Das alles bereitet erhebliches Lesevergnügen. Neben den Berichten über seine Intendanzen (vom Schauspiel Köln, dem Thalia Theater in Hamburg, der Ruhr-Triennale und den Salzburger Festspielen bis zur Berliner Staatsoper Unter den Linden) sind ebenso die charmanten Plaudereien über die Opernbranche, die herrliche Cecilia Bartoli und überhaupt die Stars von der New Yorker Met bis zu den Bayreuther Festspielen, von Nikolaus Harnoncourt bis zu Daniel Barenboim von hohem Unterhaltungswert. Seiner Musikliebe, seiner Verehrung für Bach ist auch der Buchtitel geschuldet: „Mit Herz und Mund und Tat und Leben“ spielt an auf eine Kantate des Thomaskantors.

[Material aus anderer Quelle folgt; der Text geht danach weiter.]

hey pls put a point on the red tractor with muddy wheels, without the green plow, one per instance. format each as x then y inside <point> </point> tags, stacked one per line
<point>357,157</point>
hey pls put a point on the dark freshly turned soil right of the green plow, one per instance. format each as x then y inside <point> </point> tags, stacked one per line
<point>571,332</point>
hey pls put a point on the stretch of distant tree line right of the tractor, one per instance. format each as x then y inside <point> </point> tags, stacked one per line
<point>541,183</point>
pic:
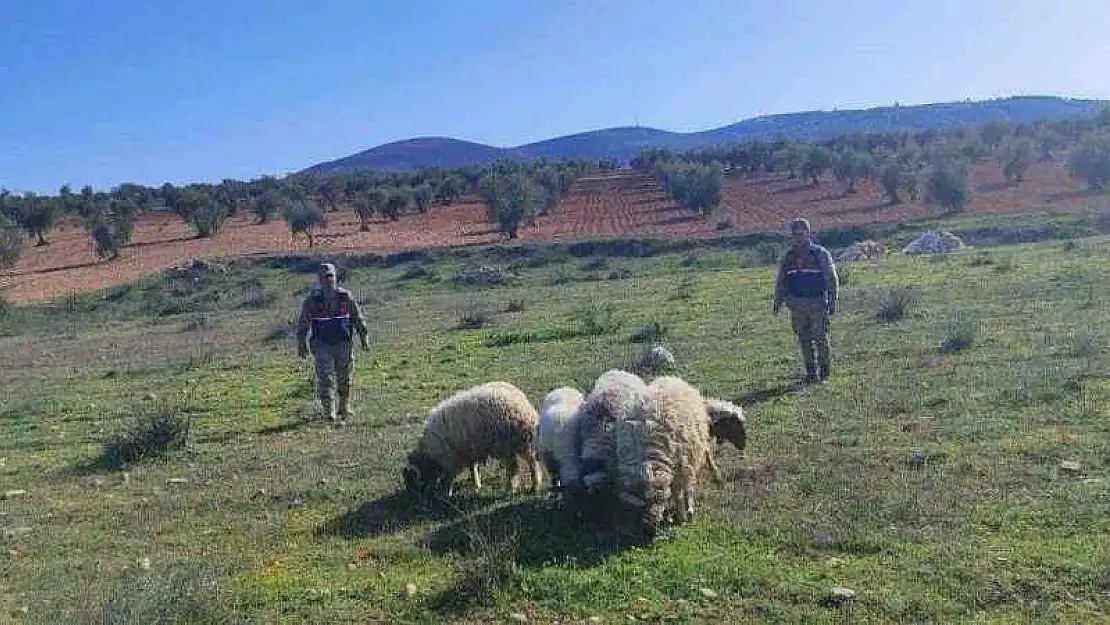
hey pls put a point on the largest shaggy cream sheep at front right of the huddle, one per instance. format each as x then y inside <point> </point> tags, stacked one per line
<point>660,451</point>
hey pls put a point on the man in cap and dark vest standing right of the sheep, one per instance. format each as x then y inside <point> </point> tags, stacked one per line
<point>808,283</point>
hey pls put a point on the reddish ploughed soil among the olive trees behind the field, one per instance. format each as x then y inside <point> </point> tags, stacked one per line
<point>620,205</point>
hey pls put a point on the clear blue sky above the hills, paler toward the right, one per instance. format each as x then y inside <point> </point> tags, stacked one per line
<point>196,92</point>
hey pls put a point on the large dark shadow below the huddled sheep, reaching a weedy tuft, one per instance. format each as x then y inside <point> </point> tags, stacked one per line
<point>493,547</point>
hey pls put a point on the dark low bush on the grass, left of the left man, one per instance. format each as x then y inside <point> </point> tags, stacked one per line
<point>150,434</point>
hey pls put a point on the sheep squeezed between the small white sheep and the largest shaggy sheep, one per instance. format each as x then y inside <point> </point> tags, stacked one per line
<point>615,395</point>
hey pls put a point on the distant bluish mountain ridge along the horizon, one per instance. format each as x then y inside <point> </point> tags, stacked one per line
<point>624,143</point>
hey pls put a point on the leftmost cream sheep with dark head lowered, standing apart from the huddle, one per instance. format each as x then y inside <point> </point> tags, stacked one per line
<point>492,420</point>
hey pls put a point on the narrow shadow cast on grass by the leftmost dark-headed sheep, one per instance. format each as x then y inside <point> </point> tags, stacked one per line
<point>399,511</point>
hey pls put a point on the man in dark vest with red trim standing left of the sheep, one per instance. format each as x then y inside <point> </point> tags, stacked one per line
<point>331,314</point>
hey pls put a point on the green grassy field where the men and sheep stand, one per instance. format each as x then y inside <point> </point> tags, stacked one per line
<point>937,486</point>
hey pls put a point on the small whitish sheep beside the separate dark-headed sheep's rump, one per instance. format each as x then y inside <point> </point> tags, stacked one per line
<point>557,437</point>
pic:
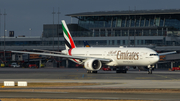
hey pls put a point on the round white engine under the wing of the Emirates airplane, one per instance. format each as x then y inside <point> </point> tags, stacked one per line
<point>92,64</point>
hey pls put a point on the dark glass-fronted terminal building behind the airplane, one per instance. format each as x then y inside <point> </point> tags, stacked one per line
<point>156,29</point>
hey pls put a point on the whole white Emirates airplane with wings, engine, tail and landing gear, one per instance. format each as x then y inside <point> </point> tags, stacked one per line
<point>93,58</point>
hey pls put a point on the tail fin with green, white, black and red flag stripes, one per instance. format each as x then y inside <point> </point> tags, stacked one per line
<point>69,43</point>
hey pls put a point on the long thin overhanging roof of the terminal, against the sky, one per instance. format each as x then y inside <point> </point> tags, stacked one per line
<point>127,12</point>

Dazu gesellte sich Flimms Leidenschaft für den Fußball, die Freundschaft mit Otto Rehhagel und in der Berliner Staatsopernzeit das Umschalten von Hertha auf Union: „Wir hissten auf der Staatsoper dann und wann die Fahne der siegreichen Köpenicker, der Eisernen.“ Das ist das Geheimnis: schwere Kost leicht verpackt, so muss es sein. Das war Jürgen Flimm.
Jürgen Flimm:
„Mit Herz und Mund und Tat und Leben“. Kiepenheuer&Witsch, Köln, 352 Seiten; 26 Euro.